If they are feeling the heat in this way in England, the birthplace of rugby, spare a thought for us in these parts of the world.
Take, for example, young Tino Rusike.
The Prince Edward schoolboy, by Zimbabwean standards, does not come from a poor family. But he needs some help to fulfil the dream of his young career.
Growing up in the Avenues, he attended the nearby PE in the capital city, Harare. Tino has been selected into Zimbabwe’s squad for the prestigious Craven Week in South Africa, the world’s biggest schoolboy tournament.
But the problem is that the Zimbabwe Rugby Union (ZRU) is still negotiating its sponsorship renewal deal with an insurance corporate giant. Down in South Africa, Coca Cola has exited Craven Week, which means even the South African provinces that take part in this event now need to dig deep into their coffers.

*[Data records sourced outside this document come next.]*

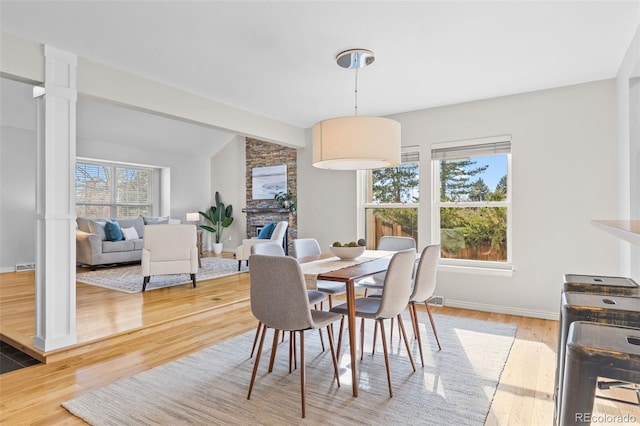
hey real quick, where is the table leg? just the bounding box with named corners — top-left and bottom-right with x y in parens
top-left (346, 278), bottom-right (358, 397)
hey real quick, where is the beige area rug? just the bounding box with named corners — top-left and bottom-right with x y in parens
top-left (76, 257), bottom-right (248, 293)
top-left (62, 313), bottom-right (517, 425)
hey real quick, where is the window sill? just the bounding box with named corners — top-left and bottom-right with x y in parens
top-left (438, 263), bottom-right (514, 277)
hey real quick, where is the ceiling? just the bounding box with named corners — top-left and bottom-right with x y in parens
top-left (1, 1), bottom-right (639, 150)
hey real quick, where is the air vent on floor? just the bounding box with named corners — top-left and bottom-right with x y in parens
top-left (15, 263), bottom-right (35, 272)
top-left (428, 295), bottom-right (445, 307)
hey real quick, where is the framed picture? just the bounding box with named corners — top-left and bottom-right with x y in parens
top-left (252, 165), bottom-right (287, 200)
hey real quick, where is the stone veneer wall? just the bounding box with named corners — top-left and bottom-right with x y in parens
top-left (244, 138), bottom-right (297, 253)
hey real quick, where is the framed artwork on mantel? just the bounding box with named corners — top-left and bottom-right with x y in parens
top-left (252, 164), bottom-right (287, 200)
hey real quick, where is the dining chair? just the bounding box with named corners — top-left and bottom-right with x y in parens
top-left (407, 244), bottom-right (442, 366)
top-left (330, 248), bottom-right (417, 397)
top-left (249, 242), bottom-right (327, 358)
top-left (367, 244), bottom-right (442, 363)
top-left (292, 238), bottom-right (346, 308)
top-left (356, 236), bottom-right (416, 296)
top-left (247, 254), bottom-right (342, 418)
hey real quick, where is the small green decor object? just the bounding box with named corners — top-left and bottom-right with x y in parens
top-left (199, 192), bottom-right (234, 244)
top-left (274, 191), bottom-right (296, 214)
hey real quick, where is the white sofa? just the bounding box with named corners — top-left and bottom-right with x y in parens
top-left (234, 221), bottom-right (288, 270)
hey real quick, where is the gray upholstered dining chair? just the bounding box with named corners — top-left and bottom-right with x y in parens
top-left (292, 238), bottom-right (346, 308)
top-left (356, 236), bottom-right (416, 296)
top-left (367, 244), bottom-right (442, 364)
top-left (330, 248), bottom-right (417, 397)
top-left (247, 254), bottom-right (342, 418)
top-left (407, 244), bottom-right (442, 366)
top-left (249, 242), bottom-right (327, 358)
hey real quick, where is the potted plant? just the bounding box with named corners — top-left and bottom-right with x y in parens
top-left (199, 191), bottom-right (233, 254)
top-left (274, 191), bottom-right (296, 214)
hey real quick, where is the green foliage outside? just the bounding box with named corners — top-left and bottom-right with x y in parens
top-left (370, 158), bottom-right (508, 261)
top-left (439, 158), bottom-right (507, 260)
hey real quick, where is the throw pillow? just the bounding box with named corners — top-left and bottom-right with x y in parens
top-left (88, 220), bottom-right (107, 241)
top-left (104, 221), bottom-right (124, 242)
top-left (121, 226), bottom-right (139, 241)
top-left (257, 223), bottom-right (276, 239)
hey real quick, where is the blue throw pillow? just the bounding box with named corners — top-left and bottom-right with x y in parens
top-left (104, 221), bottom-right (123, 241)
top-left (257, 223), bottom-right (276, 239)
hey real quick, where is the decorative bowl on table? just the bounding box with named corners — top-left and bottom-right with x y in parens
top-left (329, 245), bottom-right (366, 260)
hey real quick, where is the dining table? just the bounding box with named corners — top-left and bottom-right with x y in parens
top-left (299, 250), bottom-right (394, 397)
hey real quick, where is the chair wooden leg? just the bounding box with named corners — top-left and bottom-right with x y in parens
top-left (372, 321), bottom-right (378, 355)
top-left (318, 328), bottom-right (325, 352)
top-left (142, 276), bottom-right (150, 291)
top-left (190, 273), bottom-right (196, 288)
top-left (360, 317), bottom-right (366, 361)
top-left (328, 295), bottom-right (333, 309)
top-left (378, 319), bottom-right (393, 397)
top-left (300, 330), bottom-right (306, 418)
top-left (390, 317), bottom-right (394, 342)
top-left (336, 317), bottom-right (345, 361)
top-left (397, 313), bottom-right (416, 372)
top-left (424, 301), bottom-right (442, 350)
top-left (247, 323), bottom-right (267, 400)
top-left (289, 331), bottom-right (294, 373)
top-left (250, 321), bottom-right (263, 358)
top-left (326, 325), bottom-right (341, 387)
top-left (268, 329), bottom-right (280, 373)
top-left (409, 304), bottom-right (425, 367)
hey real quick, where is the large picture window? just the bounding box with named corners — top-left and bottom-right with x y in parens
top-left (363, 151), bottom-right (419, 249)
top-left (432, 136), bottom-right (511, 267)
top-left (75, 160), bottom-right (154, 218)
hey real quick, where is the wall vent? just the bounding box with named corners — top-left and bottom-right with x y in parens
top-left (15, 263), bottom-right (36, 272)
top-left (428, 295), bottom-right (445, 307)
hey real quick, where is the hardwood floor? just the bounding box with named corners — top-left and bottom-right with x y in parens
top-left (1, 256), bottom-right (638, 425)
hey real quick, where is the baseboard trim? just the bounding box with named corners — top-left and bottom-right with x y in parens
top-left (445, 299), bottom-right (559, 321)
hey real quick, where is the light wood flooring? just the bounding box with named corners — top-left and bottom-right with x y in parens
top-left (1, 254), bottom-right (638, 425)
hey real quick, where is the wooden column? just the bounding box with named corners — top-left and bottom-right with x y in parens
top-left (33, 46), bottom-right (77, 351)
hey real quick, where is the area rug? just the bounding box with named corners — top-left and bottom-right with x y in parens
top-left (76, 257), bottom-right (248, 293)
top-left (62, 313), bottom-right (517, 425)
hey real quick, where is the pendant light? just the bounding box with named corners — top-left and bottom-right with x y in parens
top-left (312, 49), bottom-right (401, 170)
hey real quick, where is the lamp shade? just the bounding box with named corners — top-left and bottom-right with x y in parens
top-left (186, 212), bottom-right (200, 222)
top-left (312, 116), bottom-right (401, 170)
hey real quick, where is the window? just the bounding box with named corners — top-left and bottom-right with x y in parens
top-left (75, 160), bottom-right (154, 218)
top-left (432, 136), bottom-right (511, 268)
top-left (363, 150), bottom-right (419, 249)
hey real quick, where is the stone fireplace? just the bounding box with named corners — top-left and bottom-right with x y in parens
top-left (242, 138), bottom-right (297, 253)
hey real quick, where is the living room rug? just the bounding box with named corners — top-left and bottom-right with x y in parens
top-left (76, 257), bottom-right (248, 293)
top-left (62, 313), bottom-right (517, 425)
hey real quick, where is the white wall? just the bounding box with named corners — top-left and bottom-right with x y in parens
top-left (209, 135), bottom-right (246, 252)
top-left (297, 133), bottom-right (358, 253)
top-left (0, 126), bottom-right (37, 271)
top-left (299, 80), bottom-right (619, 319)
top-left (615, 24), bottom-right (640, 280)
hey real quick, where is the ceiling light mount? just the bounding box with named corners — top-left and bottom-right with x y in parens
top-left (335, 49), bottom-right (375, 70)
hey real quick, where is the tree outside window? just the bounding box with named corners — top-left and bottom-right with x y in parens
top-left (433, 140), bottom-right (511, 264)
top-left (365, 161), bottom-right (419, 248)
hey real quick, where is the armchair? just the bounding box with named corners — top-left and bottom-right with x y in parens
top-left (234, 221), bottom-right (288, 270)
top-left (141, 224), bottom-right (198, 291)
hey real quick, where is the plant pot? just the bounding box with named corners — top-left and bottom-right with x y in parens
top-left (212, 243), bottom-right (223, 254)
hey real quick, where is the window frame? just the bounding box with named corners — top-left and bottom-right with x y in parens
top-left (431, 135), bottom-right (513, 271)
top-left (75, 158), bottom-right (159, 219)
top-left (359, 147), bottom-right (420, 248)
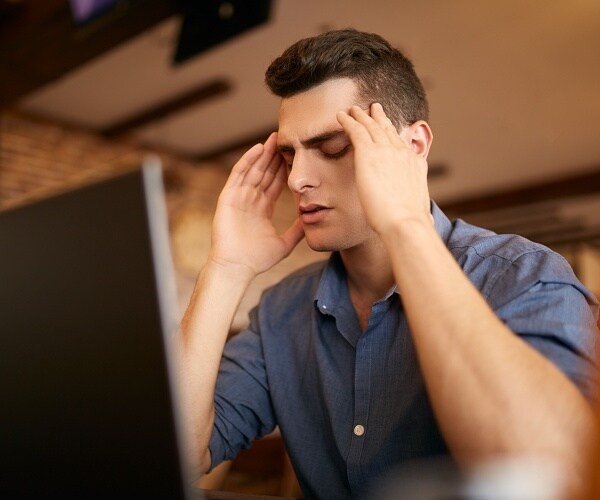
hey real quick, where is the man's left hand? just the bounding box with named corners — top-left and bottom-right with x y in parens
top-left (336, 103), bottom-right (433, 235)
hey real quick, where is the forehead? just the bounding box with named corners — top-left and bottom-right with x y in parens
top-left (277, 78), bottom-right (360, 145)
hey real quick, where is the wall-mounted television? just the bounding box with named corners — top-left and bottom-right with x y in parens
top-left (68, 0), bottom-right (121, 25)
top-left (174, 0), bottom-right (272, 64)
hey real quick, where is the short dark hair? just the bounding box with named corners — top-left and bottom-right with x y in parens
top-left (265, 29), bottom-right (429, 127)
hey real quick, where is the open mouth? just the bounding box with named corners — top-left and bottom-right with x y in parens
top-left (299, 204), bottom-right (329, 224)
top-left (300, 204), bottom-right (325, 214)
top-left (299, 202), bottom-right (330, 214)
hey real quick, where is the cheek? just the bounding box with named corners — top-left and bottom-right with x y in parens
top-left (337, 159), bottom-right (360, 200)
top-left (336, 175), bottom-right (365, 217)
top-left (338, 160), bottom-right (373, 219)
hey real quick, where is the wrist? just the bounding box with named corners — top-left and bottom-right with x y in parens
top-left (380, 214), bottom-right (437, 248)
top-left (202, 256), bottom-right (257, 287)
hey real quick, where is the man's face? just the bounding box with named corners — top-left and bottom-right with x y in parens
top-left (277, 78), bottom-right (379, 252)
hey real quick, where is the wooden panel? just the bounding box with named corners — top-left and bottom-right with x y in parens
top-left (0, 0), bottom-right (178, 107)
top-left (440, 167), bottom-right (600, 215)
top-left (102, 78), bottom-right (232, 138)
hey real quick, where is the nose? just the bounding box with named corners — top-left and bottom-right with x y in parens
top-left (287, 151), bottom-right (319, 193)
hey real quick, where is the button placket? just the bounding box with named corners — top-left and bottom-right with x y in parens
top-left (347, 336), bottom-right (372, 491)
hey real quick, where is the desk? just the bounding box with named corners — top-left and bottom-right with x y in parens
top-left (203, 490), bottom-right (300, 500)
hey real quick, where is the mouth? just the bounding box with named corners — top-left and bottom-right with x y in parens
top-left (299, 204), bottom-right (330, 224)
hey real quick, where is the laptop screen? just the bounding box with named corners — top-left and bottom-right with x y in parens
top-left (0, 161), bottom-right (200, 498)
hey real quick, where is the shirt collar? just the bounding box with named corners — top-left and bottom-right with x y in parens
top-left (314, 201), bottom-right (453, 310)
top-left (314, 253), bottom-right (345, 315)
top-left (431, 200), bottom-right (454, 245)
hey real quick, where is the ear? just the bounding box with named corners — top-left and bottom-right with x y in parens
top-left (407, 120), bottom-right (433, 159)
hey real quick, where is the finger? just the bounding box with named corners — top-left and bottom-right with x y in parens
top-left (225, 142), bottom-right (265, 189)
top-left (258, 136), bottom-right (284, 191)
top-left (264, 155), bottom-right (288, 201)
top-left (370, 103), bottom-right (404, 145)
top-left (336, 110), bottom-right (374, 147)
top-left (241, 132), bottom-right (279, 187)
top-left (278, 218), bottom-right (305, 258)
top-left (347, 105), bottom-right (389, 143)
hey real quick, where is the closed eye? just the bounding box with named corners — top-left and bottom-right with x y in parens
top-left (320, 144), bottom-right (351, 159)
top-left (317, 132), bottom-right (352, 159)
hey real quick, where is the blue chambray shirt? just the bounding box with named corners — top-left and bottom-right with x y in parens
top-left (208, 202), bottom-right (599, 499)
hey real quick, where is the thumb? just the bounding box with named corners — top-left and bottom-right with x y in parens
top-left (279, 218), bottom-right (305, 258)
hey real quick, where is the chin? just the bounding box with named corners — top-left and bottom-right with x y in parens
top-left (304, 234), bottom-right (337, 253)
top-left (305, 240), bottom-right (334, 253)
top-left (304, 233), bottom-right (354, 253)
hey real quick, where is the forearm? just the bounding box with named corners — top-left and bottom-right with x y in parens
top-left (384, 219), bottom-right (596, 476)
top-left (173, 132), bottom-right (302, 474)
top-left (177, 261), bottom-right (254, 473)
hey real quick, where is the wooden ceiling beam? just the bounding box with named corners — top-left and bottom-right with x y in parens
top-left (101, 78), bottom-right (233, 138)
top-left (440, 167), bottom-right (600, 215)
top-left (0, 0), bottom-right (179, 108)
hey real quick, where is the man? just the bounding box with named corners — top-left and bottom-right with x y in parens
top-left (178, 29), bottom-right (599, 499)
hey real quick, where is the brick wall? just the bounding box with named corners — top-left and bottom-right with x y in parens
top-left (0, 111), bottom-right (322, 327)
top-left (2, 111), bottom-right (598, 314)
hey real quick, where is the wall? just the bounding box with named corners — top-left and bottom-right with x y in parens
top-left (3, 111), bottom-right (599, 311)
top-left (0, 111), bottom-right (323, 329)
top-left (2, 109), bottom-right (599, 496)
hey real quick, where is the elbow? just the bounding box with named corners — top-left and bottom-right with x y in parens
top-left (200, 447), bottom-right (213, 476)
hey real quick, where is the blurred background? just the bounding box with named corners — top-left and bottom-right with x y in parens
top-left (1, 0), bottom-right (599, 496)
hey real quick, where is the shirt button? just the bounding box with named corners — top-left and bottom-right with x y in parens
top-left (353, 424), bottom-right (365, 437)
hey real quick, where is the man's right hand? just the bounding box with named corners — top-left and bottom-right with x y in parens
top-left (208, 132), bottom-right (305, 280)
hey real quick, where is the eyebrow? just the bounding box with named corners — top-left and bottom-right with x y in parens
top-left (277, 129), bottom-right (348, 155)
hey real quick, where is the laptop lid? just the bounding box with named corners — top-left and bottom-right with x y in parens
top-left (0, 160), bottom-right (201, 498)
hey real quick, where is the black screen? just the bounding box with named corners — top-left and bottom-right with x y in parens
top-left (0, 166), bottom-right (193, 497)
top-left (174, 0), bottom-right (272, 64)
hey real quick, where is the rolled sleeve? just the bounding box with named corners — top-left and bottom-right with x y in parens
top-left (208, 307), bottom-right (277, 470)
top-left (490, 250), bottom-right (599, 403)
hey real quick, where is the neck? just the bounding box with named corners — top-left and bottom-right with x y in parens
top-left (340, 237), bottom-right (395, 307)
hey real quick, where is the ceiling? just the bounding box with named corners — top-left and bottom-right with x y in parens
top-left (2, 0), bottom-right (600, 205)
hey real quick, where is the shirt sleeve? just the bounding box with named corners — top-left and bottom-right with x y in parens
top-left (207, 305), bottom-right (277, 471)
top-left (488, 249), bottom-right (599, 404)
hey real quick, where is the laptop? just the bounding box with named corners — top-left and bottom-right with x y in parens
top-left (0, 159), bottom-right (203, 498)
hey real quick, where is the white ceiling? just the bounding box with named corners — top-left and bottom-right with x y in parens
top-left (18, 0), bottom-right (600, 203)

So Tino has launched a GoFundMe drive, to raise US$3 000 so that he can go to Craven Week. This is pretty much what every player in the Zimbabwe squad needs, but of course others are more privileged.
Tino is a delightfully gifted young player — a flyhalf, inside-centre and fullback. But when such talent has to pay himself to play the game he loves, do not be so shocked when a proud 125-year-old professional club in the UK is thrown out of a league because it has no money.